Hong Kong's competition watchdog 'at risk of vexatious complaints'
Business groups argue that watchdog's draft guidelines will increase the risk of 'vexatious' complaints when new law comes into force
The new competition watchdog has been urged to set tighter rules for those filing complaints about unfair business practices amid concern about possible "vexatious" complaints.
The calls came from business leaders and professionals who responded to a consultation by the Competition Commission on its draft guidelines. The commission will investigate and pursue cases under the city's long-awaited competition law, which comes into full effect at the end of next year.
More than 50 submissions were made by individuals and groups. Much concern centred on a clause under which "any person who suspects that a competitor, supplier, customer or any other party has contravened, is contravening, or is about to contravene a competition rule may contact the commission to express their concerns and to make a complaint".
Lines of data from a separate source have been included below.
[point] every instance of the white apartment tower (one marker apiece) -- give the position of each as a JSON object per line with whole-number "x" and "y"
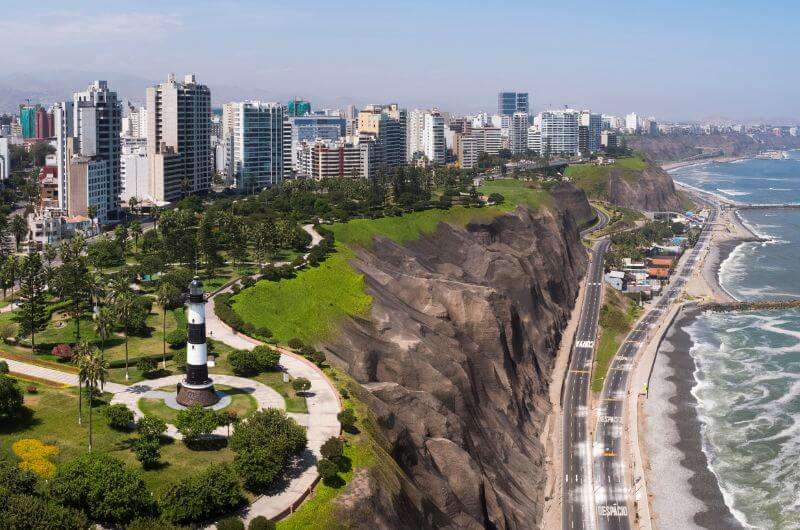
{"x": 179, "y": 139}
{"x": 433, "y": 142}
{"x": 559, "y": 132}
{"x": 259, "y": 155}
{"x": 518, "y": 132}
{"x": 88, "y": 129}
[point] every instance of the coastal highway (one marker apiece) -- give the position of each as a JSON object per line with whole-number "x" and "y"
{"x": 577, "y": 508}
{"x": 611, "y": 495}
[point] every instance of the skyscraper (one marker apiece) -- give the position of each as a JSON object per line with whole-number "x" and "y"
{"x": 386, "y": 124}
{"x": 518, "y": 134}
{"x": 257, "y": 131}
{"x": 179, "y": 138}
{"x": 88, "y": 152}
{"x": 559, "y": 130}
{"x": 27, "y": 120}
{"x": 433, "y": 142}
{"x": 594, "y": 125}
{"x": 510, "y": 102}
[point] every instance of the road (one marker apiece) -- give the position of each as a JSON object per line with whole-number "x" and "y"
{"x": 577, "y": 511}
{"x": 612, "y": 497}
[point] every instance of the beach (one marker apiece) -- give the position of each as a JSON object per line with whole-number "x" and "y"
{"x": 684, "y": 491}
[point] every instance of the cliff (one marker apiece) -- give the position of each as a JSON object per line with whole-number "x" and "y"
{"x": 631, "y": 182}
{"x": 652, "y": 190}
{"x": 679, "y": 147}
{"x": 454, "y": 361}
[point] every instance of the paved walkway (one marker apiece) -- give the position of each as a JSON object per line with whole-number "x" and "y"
{"x": 265, "y": 396}
{"x": 323, "y": 406}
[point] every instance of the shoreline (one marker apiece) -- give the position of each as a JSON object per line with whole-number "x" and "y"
{"x": 690, "y": 495}
{"x": 687, "y": 494}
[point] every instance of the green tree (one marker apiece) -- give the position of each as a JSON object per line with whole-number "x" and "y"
{"x": 95, "y": 369}
{"x": 19, "y": 229}
{"x": 195, "y": 422}
{"x": 10, "y": 396}
{"x": 104, "y": 488}
{"x": 31, "y": 315}
{"x": 169, "y": 297}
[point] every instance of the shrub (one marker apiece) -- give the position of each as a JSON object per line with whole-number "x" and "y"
{"x": 210, "y": 493}
{"x": 327, "y": 469}
{"x": 147, "y": 451}
{"x": 146, "y": 365}
{"x": 103, "y": 487}
{"x": 37, "y": 513}
{"x": 151, "y": 427}
{"x": 261, "y": 523}
{"x": 316, "y": 357}
{"x": 118, "y": 416}
{"x": 264, "y": 444}
{"x": 244, "y": 362}
{"x": 195, "y": 422}
{"x": 63, "y": 352}
{"x": 266, "y": 357}
{"x": 301, "y": 384}
{"x": 332, "y": 449}
{"x": 230, "y": 523}
{"x": 177, "y": 338}
{"x": 17, "y": 480}
{"x": 347, "y": 418}
{"x": 10, "y": 397}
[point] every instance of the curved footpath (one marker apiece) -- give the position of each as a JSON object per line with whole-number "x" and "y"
{"x": 322, "y": 400}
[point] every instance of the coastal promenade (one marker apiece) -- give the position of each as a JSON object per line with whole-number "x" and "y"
{"x": 612, "y": 490}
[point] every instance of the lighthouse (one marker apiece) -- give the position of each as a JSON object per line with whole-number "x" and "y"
{"x": 197, "y": 387}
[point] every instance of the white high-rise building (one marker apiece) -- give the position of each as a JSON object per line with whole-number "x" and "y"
{"x": 135, "y": 169}
{"x": 416, "y": 123}
{"x": 559, "y": 130}
{"x": 88, "y": 129}
{"x": 433, "y": 142}
{"x": 594, "y": 125}
{"x": 259, "y": 158}
{"x": 5, "y": 161}
{"x": 518, "y": 135}
{"x": 179, "y": 138}
{"x": 632, "y": 122}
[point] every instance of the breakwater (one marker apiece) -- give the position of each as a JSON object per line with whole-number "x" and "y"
{"x": 723, "y": 307}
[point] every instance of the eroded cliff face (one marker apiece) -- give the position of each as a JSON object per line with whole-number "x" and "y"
{"x": 455, "y": 361}
{"x": 652, "y": 190}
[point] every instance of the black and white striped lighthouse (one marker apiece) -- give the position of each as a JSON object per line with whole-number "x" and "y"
{"x": 197, "y": 387}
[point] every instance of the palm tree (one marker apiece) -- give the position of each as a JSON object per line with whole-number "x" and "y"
{"x": 123, "y": 307}
{"x": 168, "y": 296}
{"x": 103, "y": 325}
{"x": 95, "y": 368}
{"x": 78, "y": 360}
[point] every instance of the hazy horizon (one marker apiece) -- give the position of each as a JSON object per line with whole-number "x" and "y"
{"x": 679, "y": 62}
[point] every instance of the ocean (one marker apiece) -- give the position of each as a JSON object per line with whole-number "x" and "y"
{"x": 747, "y": 379}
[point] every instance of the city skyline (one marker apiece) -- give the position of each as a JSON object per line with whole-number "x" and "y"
{"x": 653, "y": 61}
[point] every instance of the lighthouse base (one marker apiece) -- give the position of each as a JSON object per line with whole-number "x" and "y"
{"x": 203, "y": 395}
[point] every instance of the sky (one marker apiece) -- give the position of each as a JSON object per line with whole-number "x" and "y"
{"x": 676, "y": 60}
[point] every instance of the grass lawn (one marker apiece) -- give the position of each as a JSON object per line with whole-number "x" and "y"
{"x": 616, "y": 320}
{"x": 54, "y": 422}
{"x": 309, "y": 305}
{"x": 593, "y": 179}
{"x": 362, "y": 452}
{"x": 241, "y": 402}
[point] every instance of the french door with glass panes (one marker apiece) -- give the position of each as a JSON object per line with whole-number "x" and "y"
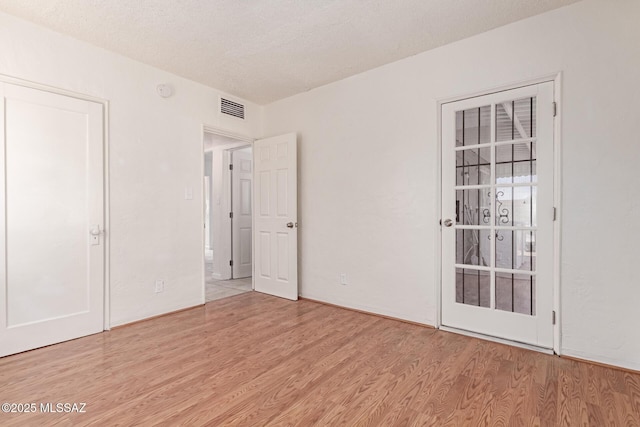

The commission will accept complaints and queries in any form, including "anonymously" and "through an intermediary".
In its submission, the Retail Management Association warns "there is a real potential for a huge number of unmeritorious and vexatious complaints".
The Hong Kong Competition Association, a concern group formed by professionals, including lawyers and researchers, also asked for clarification. The association says: "It is not clear on what legal basis the competition authorities should stipulate they 'encourage input from the public'. We recommend the competition authorities require a written trace of any complaint to ensure the respect of the due process principle."
However the Consumer Council, a key advocate of greater protection from collusion, welcomed the draft guidelines and the fact "the commission will encourage and welcome complaints about possible contraventions … and will not require complaints to meet specific formalities". It called on the commission to set a clear timeframe for people to hear the outcome of their complaints.
The Construction Industry Employees General Union said it should be exempt from the law. It said making a proposal on pay after consulting members was common practice and should not be considered "price-setting".
The Chinese Manufacturers' Association said a ban on "resale price maintenance" - the practice under which a supplier or distributor sets a minimum price for retailers - was unreasonable.
The commission considers such arrangements harmful to competition, but the association said: "Some businesses wish retailers to sell their products at fixed prices to protect the image of the brand. It will be a big blow to the sector if such practice is defined as anti-competitive."
Passed in 2012, the competition law tackles two types of anti-competitive behaviour: price fixing and market sharing; and abuse of market power.
The guidelines on interpretation, investigation procedures and the handling of complaints must be approved by lawmakers before the law takes effect. The commission will take cases to a Competition Tribunal, which will have the power to fine companies up to 10 per cent of turnover for three years, order damages and disqualify directors.